Usavam com habilidade os meios de comunicação, como jornais e a tribuna, como
instrumentos de convencimento e de propaganda para seus empreendimentos.
É nesse processo que se deve situar a obra e as publicações de Beschoren.
Transcrevemos aqui alguns trabalhos de Beschoren que buscamos nos Arquivos do
Instituto Histórico e Geográfico Brasileiro, que foram parcialmente utilizados por Pe.

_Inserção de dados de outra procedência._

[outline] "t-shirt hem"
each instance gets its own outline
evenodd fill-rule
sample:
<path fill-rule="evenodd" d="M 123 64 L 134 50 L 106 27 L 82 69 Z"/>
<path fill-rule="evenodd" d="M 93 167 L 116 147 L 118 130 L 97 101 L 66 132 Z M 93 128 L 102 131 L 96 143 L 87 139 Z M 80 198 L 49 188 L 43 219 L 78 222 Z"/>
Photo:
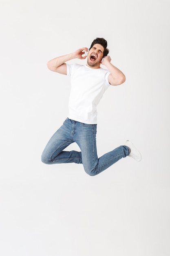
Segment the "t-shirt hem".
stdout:
<path fill-rule="evenodd" d="M 71 116 L 68 116 L 68 118 L 69 119 L 71 119 L 71 120 L 73 120 L 74 121 L 76 121 L 77 122 L 79 122 L 79 123 L 82 123 L 82 124 L 97 124 L 97 122 L 93 121 L 84 121 L 81 119 L 79 119 L 78 118 L 74 118 L 74 117 L 71 117 Z"/>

Arlindo Rubert em seu livro A diocese de Frederico Westphalen. Outras encontramos
de segunda mão, na obra Notícia Descritiva da Região Missioneira, de Evaristo
Afonso de Castro e nos Anuários de Graciano de Azambuja.
Oxalá estes textos contribuam para conhecermos ainda mais esta terra para
torná-la mais promissora, como ardentemente obrou e sonhou Beschoren.
Parte I
Maximiliano Beschoren:
biografia e bibliografia
Breno A. Sponchiado
UMA SINA: DAS ACADEMIAS DA PRÚSSIA PARA OS SERTÕES DO ALTO URUGUAI
As informações que nos chegam sobre a procedência de Max Beschoren
foram elaboradas pelo seu amigo - e podemos, a julgar pelo profundo
conhecimento dos sentimentos de nosso biografado - um seu confidente C. V.

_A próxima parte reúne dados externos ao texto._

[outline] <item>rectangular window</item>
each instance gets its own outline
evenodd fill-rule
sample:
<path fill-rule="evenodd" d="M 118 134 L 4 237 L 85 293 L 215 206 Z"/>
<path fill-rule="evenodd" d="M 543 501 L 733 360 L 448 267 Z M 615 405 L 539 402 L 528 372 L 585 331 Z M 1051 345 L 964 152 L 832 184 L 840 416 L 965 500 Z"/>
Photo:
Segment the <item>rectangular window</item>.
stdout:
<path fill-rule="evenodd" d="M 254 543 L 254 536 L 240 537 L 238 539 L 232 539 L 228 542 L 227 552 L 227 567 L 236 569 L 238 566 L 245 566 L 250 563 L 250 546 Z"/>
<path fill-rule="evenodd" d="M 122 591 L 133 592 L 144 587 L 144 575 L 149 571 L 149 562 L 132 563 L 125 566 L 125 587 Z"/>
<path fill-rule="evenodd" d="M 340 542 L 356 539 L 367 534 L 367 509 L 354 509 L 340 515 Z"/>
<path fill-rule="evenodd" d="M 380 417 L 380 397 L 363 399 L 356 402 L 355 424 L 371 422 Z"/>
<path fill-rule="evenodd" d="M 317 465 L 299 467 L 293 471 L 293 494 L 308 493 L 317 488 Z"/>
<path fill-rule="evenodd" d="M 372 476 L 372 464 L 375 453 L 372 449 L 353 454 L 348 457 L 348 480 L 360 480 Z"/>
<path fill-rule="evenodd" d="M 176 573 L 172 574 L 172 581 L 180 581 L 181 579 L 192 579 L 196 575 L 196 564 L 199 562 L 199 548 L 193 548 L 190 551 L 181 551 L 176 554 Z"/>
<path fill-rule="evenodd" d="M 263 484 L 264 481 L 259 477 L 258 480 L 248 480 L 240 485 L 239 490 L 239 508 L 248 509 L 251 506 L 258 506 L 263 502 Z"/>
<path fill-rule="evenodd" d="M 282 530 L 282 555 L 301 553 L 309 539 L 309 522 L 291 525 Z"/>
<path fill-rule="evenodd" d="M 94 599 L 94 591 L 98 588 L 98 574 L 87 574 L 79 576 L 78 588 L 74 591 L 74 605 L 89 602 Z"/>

Koseritz. Muito em comum, aliás, tinham eles: homens da Ciência, gosto pela
ilustração em seu sentido genuíno derivado de Iluminismo; dedicação à
investigação e sua ampla publicização; desejo de levar o progresso para as
regiões mais recônditas, que oportunizasse às populações, tanto autóctones
quanto, as vantagens da técnica e da modernidade racionalista que acreditavam
apanágio de todos os males; motivava-os uma viva preocupação com os seus
patrícios teutos que vislumbravam dias melhores na América. Mas as
semelhanças param aí. Ao passo que Koseritz ganhou notoriedade e fortuna pela
atuação política partidária, empreendedorismo na imprensa e jornalismo
combativo na capital, Beschoren limitou-se a uma vida interiorana, sumido nas
obscuras selvas da Província, sujeitando a si e sua família aos parcos recursos
advindos dos trabalhos de agrimensura. Um morre na fama e rico. O outro nada.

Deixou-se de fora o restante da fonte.